Après une première condamnation de 120 mois de prison ferme dans le procès Yimdi, le soldat de première classe Hamado Zongo n'en a pas encore fini avec la justice militaire. Il est poursuivi pour complicité d’attentat à la sûreté de l'État, meurtre, coups et blessures volontaires et dégradation volontaire de biens. Hier 25 juillet 2018, il a plaidé non coupable. Ce qui contredit la teneur des P-V de son interrogatoire dans le cabinet du juge d'instruction. Cela  a donné lieu à une passe d'armes entre les avocats de la défense et ceux de la partie civile.

 

 

A la lumière des procès-verbaux versés dans le dossier, le soldat de première classe Hmado Zongo aurait eu un rôle dans l'incendie de la radio Laafi de Zorgho et aurait fait des patrouilles en ville  pendant les évènements douloureux de mi-septembre 2015.

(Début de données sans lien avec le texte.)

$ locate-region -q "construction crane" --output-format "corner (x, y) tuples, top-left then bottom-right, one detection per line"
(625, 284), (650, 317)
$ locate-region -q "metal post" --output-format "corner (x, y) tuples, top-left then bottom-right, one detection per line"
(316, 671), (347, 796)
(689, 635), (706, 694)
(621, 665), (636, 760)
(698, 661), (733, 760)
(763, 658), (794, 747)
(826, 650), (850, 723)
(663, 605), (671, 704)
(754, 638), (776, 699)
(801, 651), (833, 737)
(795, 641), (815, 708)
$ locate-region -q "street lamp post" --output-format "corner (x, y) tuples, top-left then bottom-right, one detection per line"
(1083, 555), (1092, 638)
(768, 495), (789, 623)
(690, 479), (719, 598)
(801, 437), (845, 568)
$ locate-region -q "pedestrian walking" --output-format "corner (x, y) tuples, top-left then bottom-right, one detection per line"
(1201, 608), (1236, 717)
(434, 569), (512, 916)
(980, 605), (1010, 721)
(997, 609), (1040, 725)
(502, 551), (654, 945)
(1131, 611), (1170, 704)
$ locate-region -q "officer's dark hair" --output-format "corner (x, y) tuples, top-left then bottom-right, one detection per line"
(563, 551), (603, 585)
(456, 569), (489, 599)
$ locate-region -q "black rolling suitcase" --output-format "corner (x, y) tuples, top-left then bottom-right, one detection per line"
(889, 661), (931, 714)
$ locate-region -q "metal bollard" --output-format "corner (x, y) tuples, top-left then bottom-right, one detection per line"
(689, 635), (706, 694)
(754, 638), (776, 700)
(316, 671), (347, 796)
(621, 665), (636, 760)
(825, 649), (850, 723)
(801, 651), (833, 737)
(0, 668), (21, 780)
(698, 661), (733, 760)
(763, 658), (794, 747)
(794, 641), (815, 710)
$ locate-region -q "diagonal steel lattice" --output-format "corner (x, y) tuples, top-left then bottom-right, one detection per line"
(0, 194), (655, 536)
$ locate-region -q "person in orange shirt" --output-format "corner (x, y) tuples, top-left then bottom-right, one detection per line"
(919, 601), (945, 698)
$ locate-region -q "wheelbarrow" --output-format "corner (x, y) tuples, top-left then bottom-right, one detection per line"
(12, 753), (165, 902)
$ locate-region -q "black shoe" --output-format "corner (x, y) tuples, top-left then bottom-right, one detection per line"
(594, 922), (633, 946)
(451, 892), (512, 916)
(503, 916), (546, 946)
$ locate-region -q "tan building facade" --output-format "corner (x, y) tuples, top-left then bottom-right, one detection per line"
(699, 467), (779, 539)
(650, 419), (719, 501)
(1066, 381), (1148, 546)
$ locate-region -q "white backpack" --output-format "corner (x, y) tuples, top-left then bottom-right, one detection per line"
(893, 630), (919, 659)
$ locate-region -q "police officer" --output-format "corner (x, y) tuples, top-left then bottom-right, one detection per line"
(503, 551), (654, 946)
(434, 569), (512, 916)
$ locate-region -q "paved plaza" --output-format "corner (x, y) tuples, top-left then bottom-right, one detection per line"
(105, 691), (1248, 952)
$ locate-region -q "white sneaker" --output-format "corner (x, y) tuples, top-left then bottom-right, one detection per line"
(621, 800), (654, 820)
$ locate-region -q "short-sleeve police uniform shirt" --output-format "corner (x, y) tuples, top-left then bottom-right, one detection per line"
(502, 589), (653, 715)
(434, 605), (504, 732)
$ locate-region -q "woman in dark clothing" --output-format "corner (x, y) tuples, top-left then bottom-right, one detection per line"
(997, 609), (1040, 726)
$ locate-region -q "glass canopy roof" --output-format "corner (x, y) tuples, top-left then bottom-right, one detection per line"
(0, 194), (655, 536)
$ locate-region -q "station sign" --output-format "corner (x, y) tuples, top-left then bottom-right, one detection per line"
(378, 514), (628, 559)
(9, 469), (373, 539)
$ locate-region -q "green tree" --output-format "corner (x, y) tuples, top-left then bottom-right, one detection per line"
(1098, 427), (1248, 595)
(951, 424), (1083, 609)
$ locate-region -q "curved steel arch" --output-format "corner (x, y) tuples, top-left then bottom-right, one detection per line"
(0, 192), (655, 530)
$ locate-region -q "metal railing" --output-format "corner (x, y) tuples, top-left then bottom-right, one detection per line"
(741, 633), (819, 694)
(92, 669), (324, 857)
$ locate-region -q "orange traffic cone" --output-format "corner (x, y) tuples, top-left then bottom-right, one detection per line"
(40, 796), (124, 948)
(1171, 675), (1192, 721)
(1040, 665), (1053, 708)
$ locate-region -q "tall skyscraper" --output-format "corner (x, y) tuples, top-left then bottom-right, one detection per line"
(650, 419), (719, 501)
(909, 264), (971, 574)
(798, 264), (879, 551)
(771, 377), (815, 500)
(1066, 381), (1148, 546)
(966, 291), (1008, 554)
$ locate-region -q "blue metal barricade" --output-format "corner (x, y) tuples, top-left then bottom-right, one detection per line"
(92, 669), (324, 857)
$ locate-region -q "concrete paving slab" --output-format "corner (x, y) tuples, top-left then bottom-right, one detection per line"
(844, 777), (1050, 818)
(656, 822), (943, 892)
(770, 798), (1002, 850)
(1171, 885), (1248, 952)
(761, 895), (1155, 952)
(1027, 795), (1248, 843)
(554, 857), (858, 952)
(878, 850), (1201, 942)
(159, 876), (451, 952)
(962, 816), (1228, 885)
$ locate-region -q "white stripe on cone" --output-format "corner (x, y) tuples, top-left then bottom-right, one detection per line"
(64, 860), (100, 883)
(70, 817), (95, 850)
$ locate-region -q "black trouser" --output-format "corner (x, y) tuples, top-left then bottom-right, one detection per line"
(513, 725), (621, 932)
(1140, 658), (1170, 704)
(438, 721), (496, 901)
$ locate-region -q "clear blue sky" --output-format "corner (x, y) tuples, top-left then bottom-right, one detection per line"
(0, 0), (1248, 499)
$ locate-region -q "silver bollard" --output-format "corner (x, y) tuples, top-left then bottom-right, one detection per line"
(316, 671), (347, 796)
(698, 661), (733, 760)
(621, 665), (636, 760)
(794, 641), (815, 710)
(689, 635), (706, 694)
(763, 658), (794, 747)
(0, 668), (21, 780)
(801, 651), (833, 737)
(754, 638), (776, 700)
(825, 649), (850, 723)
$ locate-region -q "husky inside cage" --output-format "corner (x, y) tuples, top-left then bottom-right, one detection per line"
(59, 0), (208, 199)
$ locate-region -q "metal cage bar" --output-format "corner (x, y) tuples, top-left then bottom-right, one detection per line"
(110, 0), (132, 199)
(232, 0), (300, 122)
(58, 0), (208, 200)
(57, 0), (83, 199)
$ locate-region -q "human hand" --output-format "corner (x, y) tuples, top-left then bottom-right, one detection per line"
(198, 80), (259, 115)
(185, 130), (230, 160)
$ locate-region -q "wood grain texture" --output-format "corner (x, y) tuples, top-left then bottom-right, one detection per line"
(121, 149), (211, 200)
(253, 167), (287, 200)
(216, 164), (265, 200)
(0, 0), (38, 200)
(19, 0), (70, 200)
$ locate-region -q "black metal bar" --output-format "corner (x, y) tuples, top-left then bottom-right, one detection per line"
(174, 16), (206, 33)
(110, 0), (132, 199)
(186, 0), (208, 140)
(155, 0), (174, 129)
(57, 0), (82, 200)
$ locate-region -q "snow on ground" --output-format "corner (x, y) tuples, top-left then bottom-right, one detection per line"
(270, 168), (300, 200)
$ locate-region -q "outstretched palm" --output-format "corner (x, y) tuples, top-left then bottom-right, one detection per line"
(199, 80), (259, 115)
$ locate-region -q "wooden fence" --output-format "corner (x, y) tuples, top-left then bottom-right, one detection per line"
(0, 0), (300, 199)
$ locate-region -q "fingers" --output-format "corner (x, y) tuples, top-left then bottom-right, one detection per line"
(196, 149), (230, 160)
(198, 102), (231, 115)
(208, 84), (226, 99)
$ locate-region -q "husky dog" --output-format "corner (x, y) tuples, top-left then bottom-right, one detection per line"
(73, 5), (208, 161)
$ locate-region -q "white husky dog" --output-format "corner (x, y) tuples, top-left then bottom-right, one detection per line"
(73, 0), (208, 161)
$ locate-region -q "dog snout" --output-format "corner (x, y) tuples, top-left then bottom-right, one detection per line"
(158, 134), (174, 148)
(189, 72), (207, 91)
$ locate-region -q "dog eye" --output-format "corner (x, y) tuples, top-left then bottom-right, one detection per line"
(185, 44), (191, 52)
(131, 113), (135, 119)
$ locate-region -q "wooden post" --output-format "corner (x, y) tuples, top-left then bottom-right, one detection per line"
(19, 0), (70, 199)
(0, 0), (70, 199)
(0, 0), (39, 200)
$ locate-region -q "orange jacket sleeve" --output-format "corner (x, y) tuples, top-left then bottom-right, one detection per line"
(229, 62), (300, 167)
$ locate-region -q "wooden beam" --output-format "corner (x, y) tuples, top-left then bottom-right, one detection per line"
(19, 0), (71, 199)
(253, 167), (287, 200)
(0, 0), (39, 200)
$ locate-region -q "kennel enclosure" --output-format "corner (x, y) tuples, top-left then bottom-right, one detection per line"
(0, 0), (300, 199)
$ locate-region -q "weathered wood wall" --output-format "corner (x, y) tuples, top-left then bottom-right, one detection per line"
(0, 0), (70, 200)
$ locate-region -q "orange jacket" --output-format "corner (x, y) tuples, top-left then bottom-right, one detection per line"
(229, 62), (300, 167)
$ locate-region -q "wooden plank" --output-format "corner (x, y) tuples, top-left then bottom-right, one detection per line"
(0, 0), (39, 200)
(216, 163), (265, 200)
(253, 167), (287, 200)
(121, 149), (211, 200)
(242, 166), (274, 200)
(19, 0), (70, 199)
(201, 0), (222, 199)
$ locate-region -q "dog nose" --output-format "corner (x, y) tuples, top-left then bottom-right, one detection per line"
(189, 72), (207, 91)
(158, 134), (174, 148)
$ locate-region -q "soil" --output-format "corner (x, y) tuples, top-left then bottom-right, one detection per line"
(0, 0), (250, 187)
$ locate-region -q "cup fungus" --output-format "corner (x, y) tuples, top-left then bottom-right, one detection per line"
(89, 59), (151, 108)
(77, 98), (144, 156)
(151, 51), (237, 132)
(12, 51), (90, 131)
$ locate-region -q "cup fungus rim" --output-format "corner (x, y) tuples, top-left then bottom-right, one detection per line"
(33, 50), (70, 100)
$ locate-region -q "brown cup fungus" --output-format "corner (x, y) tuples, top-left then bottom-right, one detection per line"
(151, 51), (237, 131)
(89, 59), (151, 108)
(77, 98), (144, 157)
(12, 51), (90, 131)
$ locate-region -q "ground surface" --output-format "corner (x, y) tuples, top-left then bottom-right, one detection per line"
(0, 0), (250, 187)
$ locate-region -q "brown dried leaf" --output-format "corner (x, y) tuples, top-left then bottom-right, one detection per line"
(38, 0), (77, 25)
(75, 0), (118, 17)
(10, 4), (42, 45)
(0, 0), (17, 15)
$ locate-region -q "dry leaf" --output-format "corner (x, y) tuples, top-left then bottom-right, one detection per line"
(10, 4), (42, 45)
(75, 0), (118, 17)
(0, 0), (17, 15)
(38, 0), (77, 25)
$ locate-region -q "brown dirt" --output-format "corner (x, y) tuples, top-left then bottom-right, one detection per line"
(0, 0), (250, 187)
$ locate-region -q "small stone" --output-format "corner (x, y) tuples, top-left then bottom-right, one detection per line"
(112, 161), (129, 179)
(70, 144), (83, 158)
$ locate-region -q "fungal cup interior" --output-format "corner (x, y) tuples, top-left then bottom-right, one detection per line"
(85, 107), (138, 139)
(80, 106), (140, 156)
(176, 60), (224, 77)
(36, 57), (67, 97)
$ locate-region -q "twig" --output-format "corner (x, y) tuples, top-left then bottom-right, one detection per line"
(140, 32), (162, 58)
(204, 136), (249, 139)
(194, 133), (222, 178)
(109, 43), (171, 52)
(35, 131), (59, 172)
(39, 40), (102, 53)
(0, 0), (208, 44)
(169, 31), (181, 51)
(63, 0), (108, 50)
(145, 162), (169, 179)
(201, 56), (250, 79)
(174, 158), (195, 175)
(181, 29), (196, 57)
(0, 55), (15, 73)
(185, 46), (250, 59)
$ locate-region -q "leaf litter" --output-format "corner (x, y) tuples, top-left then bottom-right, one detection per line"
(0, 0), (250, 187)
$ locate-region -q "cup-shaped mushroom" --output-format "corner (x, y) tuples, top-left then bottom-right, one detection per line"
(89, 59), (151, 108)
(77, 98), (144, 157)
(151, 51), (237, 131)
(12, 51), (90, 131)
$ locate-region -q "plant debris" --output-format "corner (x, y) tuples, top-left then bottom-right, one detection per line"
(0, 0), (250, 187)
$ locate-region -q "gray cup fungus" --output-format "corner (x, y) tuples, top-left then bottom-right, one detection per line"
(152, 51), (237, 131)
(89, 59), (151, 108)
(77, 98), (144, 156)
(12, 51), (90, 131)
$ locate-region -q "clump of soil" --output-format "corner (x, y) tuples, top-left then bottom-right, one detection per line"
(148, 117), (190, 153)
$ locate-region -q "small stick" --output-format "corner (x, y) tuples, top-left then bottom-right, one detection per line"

A la barre il a reconnu s'être rendu à Zorgho, province du Ganzourgou, en compagnie d’autres soldats dont le sergent-chef Ali Sanou sans savoir l’objet de la mission. Mais il dit n'avoir pas participé à ces actes car resté dans le véhicule. De même il ne reconnaît pas avoir fait des patrouilles avec le sergent-chef  dans les environs du palais de la culture Jean Pierre Guingané.

" Le 16 septembre 2015, j'étais dans un maquis lorsqu'un ami civil m'a  dit qu'il semble que le RSP a fait un coup d'Etat. Je lui ai dit que je n'avais encore cette information. Je me suis rendu au Camp, comme tout bon militaire,  et c'est là que j'ai appris que les autorités ont été arrêtées. Les groupes étant déjà constitués en mon absence, je n'avais pas de rôle particulier. Je suis sorti mais  mon itinéraire s'est limité au rond-point des martyrs. Je suis resté au Camp jusqu'au 29 septembre et parti quelque temps avant les tirs  sur le camp Naaba Koom "  a soutenu l’accusé.

Après les événements il a été affecté à Gaoua mais il ne s'y est pas rendu et il s'en est expliqué : " Je m'y rendais lorsque j'ai reçu des appels anonymes me menaçant, et sentant que ma vie était en danger, j'ai  traversé la frontière pour la Côte d'Ivoire". C'est en contact avec le sergent-chef Sanou Ali que je suis revenu au Pays." Les deux hommes seront d’ailleurs impliqués dans l'attaque de la poudrière de Yimdi qui leur vaut  depuis une condamnation de prison ferme.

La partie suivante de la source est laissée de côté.